S16 Fig. BAC quality checks.

(A) Simulated and experimental BanI digest of the four BACs used in this study. The agreement of these footprints supports that BAC inserts are as reported and have not been significantly altered by bacterial recombination. (B) Sanger sequencing of the 5’ ends of BAC genomic inserts. The vector sequence is in lowercase; the genomic insert sequence is in uppercase.


S1 File. PCR primers, Northern probes, and sgRNA sequences.


S2 File. RNA-seq scripts and output for novel isoform discovery.


S3 File. Table of ChIP-seq peak enrichment and RNA expression levels.


S4 File. Quantification of RNA expression in ENCODE data.


S5 File. Calculation of empirical FDR for ChIP-seq and RNA-seq correlations.


S6 File.
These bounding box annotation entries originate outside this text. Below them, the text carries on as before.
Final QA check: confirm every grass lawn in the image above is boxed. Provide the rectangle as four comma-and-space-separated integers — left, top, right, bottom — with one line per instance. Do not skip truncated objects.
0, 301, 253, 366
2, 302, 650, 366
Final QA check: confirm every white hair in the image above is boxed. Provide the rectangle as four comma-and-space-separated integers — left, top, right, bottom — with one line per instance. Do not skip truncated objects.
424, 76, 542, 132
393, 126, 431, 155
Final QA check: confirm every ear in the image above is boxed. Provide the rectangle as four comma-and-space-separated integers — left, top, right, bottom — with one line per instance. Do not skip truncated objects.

ENCODE accession numbers used in genome browser screenshots.



We thank Peter Wang, Peter Sarnow, Zoe Davis and Robert Bierman for discussion and critical comments that improved our work; Roozbeh Dehghannasiri for help with analysis; Rene Ladurner for FACS sorting of the HEK293T deletions; the Krasnow and Herschlag Labs for discussions, sharing reagents and space; the Qi and Bassik labs for plasmids, and Inga Jarmoskaite for her help with radiation safety training.